Turkey’s opposition parties are finding it difficult to launch a joint presidential campaign. Despite the hard work of the Republican People’s Party (CHP) and the Felicity Party (SP), Abdullah Gul is less and less likely to emerge as the opposition’s joint candidate. Meral Aksener’s unwillingness to backtrack on her presidential bid and objections from within the CHP left Gul just no choice. He will either accept the SP’s nomination or run as an independent. To be clear, he has time until May 5 to decide.
No matter what happens over the next days, however, it is no secret that Gül miscalculated his political prospects.
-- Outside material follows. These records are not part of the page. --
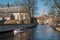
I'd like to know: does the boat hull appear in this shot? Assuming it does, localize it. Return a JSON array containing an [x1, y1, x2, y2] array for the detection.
[[0, 23, 37, 32]]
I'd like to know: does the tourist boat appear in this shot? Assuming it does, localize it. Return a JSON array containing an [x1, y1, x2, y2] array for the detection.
[[0, 23, 37, 32], [55, 27, 60, 31], [54, 24, 60, 31], [53, 17, 60, 31], [14, 28, 26, 35]]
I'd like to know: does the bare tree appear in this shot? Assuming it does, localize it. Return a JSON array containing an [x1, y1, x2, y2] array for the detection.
[[41, 0, 60, 17], [19, 0, 37, 16], [14, 0, 21, 6], [54, 0, 60, 9]]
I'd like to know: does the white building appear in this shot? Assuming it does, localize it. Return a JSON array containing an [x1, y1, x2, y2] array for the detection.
[[4, 17, 10, 20], [13, 13, 21, 21], [0, 6, 31, 24]]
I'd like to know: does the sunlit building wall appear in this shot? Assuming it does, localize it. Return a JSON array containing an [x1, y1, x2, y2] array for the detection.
[[0, 6, 31, 24], [4, 17, 10, 20], [21, 13, 30, 24], [13, 13, 21, 21], [0, 17, 2, 20]]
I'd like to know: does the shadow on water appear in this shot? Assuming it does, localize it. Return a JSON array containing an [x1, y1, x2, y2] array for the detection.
[[0, 31, 14, 40], [0, 25, 60, 40]]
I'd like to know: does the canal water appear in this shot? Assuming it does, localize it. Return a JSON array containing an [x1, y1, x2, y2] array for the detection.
[[0, 25, 60, 40]]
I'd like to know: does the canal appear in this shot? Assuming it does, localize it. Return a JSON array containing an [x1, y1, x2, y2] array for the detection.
[[0, 25, 60, 40]]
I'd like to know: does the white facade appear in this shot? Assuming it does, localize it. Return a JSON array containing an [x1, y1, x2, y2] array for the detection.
[[13, 13, 21, 21], [21, 13, 26, 20], [0, 17, 2, 20], [4, 17, 10, 20]]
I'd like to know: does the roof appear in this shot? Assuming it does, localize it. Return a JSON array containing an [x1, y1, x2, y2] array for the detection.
[[0, 6, 28, 17], [0, 13, 12, 17], [0, 6, 28, 13], [37, 15, 48, 20]]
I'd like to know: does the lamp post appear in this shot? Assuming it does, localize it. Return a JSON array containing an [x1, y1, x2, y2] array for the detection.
[[5, 2, 10, 14]]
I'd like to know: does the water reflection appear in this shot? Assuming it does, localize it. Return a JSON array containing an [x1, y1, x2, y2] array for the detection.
[[13, 31, 30, 40], [0, 32, 14, 40], [31, 25, 60, 40], [0, 25, 60, 40]]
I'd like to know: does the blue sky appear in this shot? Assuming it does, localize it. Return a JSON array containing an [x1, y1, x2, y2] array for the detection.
[[0, 0, 50, 16], [0, 0, 14, 4], [34, 0, 50, 16], [0, 0, 15, 6]]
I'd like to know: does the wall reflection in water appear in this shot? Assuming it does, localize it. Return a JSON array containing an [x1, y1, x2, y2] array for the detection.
[[0, 25, 60, 40], [0, 28, 33, 40], [13, 31, 31, 40]]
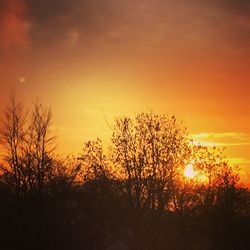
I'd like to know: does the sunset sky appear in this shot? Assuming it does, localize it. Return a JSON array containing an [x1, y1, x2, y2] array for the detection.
[[0, 0, 249, 184]]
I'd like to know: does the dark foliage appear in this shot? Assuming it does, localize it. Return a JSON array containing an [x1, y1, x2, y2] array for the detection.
[[0, 99, 249, 250]]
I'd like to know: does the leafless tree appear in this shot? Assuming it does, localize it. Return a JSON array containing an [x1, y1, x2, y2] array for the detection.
[[110, 112, 192, 215], [0, 96, 29, 195], [193, 146, 240, 215], [170, 145, 241, 217], [0, 97, 56, 196], [79, 139, 109, 182]]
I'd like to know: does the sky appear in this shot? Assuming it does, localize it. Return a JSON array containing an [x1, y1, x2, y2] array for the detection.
[[0, 0, 249, 185]]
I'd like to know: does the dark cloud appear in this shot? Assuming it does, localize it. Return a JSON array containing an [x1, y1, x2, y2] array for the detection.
[[1, 0, 250, 59], [0, 0, 29, 52], [24, 0, 132, 47], [22, 0, 250, 51], [218, 0, 250, 15], [214, 0, 250, 50]]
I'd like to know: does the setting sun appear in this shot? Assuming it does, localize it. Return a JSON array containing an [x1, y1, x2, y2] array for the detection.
[[184, 164, 197, 179]]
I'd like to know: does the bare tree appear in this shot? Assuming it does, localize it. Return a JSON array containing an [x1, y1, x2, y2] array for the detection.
[[0, 97, 56, 196], [110, 112, 192, 215], [171, 145, 241, 217], [26, 102, 55, 195], [0, 95, 27, 196], [79, 139, 109, 182]]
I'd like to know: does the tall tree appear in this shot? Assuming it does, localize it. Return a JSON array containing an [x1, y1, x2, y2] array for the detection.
[[0, 97, 56, 196], [110, 112, 192, 215], [0, 95, 26, 196]]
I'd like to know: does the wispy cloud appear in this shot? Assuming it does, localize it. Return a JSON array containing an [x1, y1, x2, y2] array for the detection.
[[192, 141, 250, 147], [191, 132, 250, 147], [191, 132, 247, 140]]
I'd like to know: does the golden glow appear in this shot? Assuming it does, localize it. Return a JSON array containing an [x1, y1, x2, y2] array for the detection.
[[183, 164, 209, 184], [196, 173, 209, 183], [0, 0, 249, 187], [184, 164, 197, 179]]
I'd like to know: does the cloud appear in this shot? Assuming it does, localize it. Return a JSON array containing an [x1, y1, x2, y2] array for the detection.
[[192, 141, 250, 147], [0, 0, 248, 58], [24, 0, 132, 48], [0, 0, 249, 51], [17, 76, 26, 83], [0, 0, 30, 52], [217, 0, 250, 15], [191, 132, 250, 147], [218, 1, 250, 48], [191, 132, 247, 140]]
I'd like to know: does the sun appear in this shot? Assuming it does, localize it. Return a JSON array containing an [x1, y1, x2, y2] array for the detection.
[[184, 164, 197, 179]]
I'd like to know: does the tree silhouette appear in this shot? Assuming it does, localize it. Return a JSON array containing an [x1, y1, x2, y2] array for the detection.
[[0, 96, 56, 197], [79, 139, 109, 182], [0, 101, 249, 250], [110, 112, 192, 217], [191, 146, 240, 216]]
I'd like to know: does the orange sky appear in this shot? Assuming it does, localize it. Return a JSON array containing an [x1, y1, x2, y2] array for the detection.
[[0, 0, 249, 185]]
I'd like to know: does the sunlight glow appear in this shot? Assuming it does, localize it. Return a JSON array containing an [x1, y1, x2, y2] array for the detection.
[[184, 164, 197, 179]]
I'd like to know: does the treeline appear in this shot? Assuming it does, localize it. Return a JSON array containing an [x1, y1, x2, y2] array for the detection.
[[0, 97, 249, 250]]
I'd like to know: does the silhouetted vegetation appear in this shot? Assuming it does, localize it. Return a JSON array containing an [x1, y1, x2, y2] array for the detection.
[[0, 97, 249, 250]]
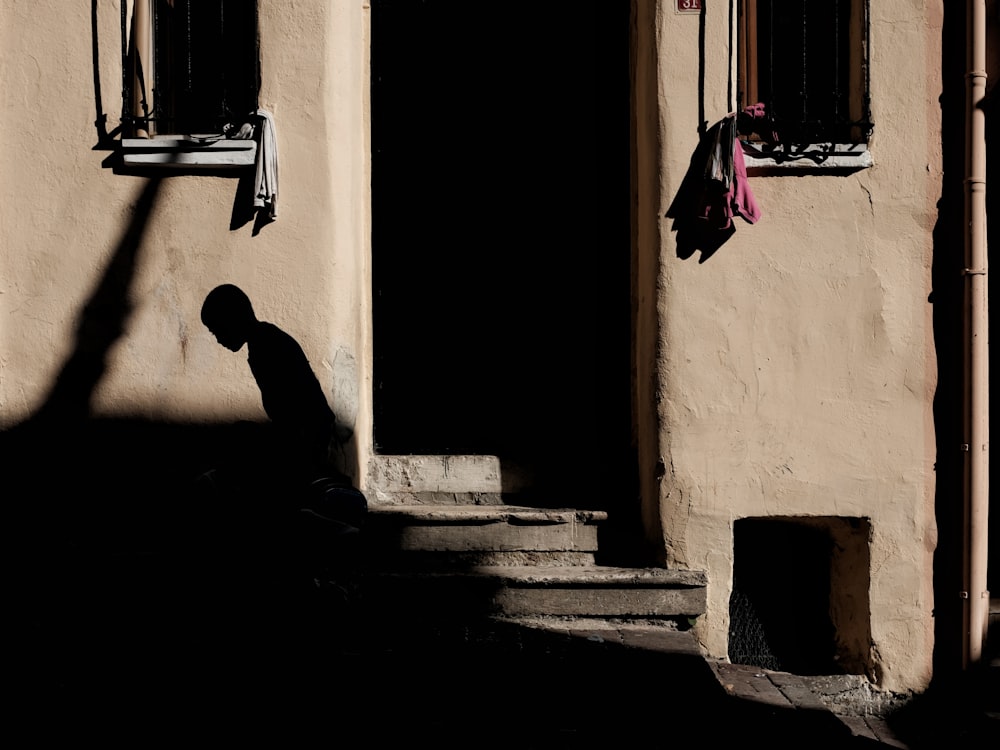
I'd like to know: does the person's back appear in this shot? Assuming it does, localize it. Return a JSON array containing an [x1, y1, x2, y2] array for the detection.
[[246, 319, 337, 473]]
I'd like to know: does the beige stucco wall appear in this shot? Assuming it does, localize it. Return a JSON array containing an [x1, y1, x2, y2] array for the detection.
[[648, 2, 941, 693], [0, 1, 372, 481]]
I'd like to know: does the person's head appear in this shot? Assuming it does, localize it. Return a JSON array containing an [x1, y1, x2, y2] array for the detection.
[[201, 284, 257, 351]]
His initial goal was to emerge as a “new hope” by bringing together the opposition and a certain faction within the Justice and Development Party (AK Party). His supporters hoped all social groups would conclude that Turkey desperately needed Gul’s leadership. Needless to say, things did not go as expected. Instead, there seems to be a divide between the former president and the AK Party – the political party he co-founded.
In recent days, efforts by the opposition parties to jointly endorse Gul’s presidential bid took an unexpected turn. Instead of fielding Gul as their joint candidate, opposition leaders want to lure away conservative voters, including the Kurds, from the AK Party to deny President Recep Tayyip Erdogan a first-round victory.
Obviously, Gul repeatedly miscalculated his relationship with Erdogan’s AK Party. Since 2013, the former president distanced himself from the party against the backdrop of the Gezi Park protests, the fight against Gulenist Terror Group (FETO) terrorism, and growing tensions with the West and the Gulf. He has been notably critical of Erdogan’s response to the turbulence fueled by international players. Finally, Gul took the ultimate step by letting the conversation on his potential presidential bid drag on.
One might argue that Gul has not actually decided to run. It was Prime Minister Binali Yildirim who explained how little the difference was between “thinking about running” and “actually running”: “It was an engineering project, and it failed.” It is a common misconception that Gul was left with two options when the People’s Alliance rallied behind President Erdogan: To run against the incumbent, or not. But letting the opposition parties talk about his candidacy at length was a decision that changed the course of his political career. The side effects of that choice can be observed within the AK Party and the opposition alike. At this point, Gul’s only way out is to come out in favor of Erdogan’s candidacy.
It is no surprise that the opposition desperately wants to deny President Erdogan a first-round victory in the upcoming election. This is why Gul’s name came up in the first place. In the second round, they hope, voters will side with Erdogan’s opponent to remove the incumbent from power. To be clear, this is exactly why Aksener refuses to suspend her (prospective) campaign. The underlying assumption here is that anti-Erdoganism could unite opposition movements across the spectrum in the second round of the presidential election. Whoever ends up competing against Erdogan, opposition leaders expect, will secure enough votes. Ironically, the opposition already tried this approach to no avail, as the 2014 presidential election ended with a first-round victory for Erdogan.
On April 16, 2017, Turkish voters overwhelmingly supported the adoption of a new system of government. In June 2018, the country’s next president will be elected under those new rules. The idea that the opposition could beat Erdogan in the second round, regardless of the runner-up’s identity, is misleading. Muharrem Ince, a CHP parliamentarian who hopes to run for president, made this point very clearly: “If I had to choose between the two candidates, I would vote for Erdogan.” Perhaps his statement was an attempt at manipulation. There is a good chance that İnce would make some extremely harsh statements about the incumbent if he ends up running for office. But his remarks suggest that CHP voters could consider voting for the incumbent in the second round. Same goes for members of other opposition parties.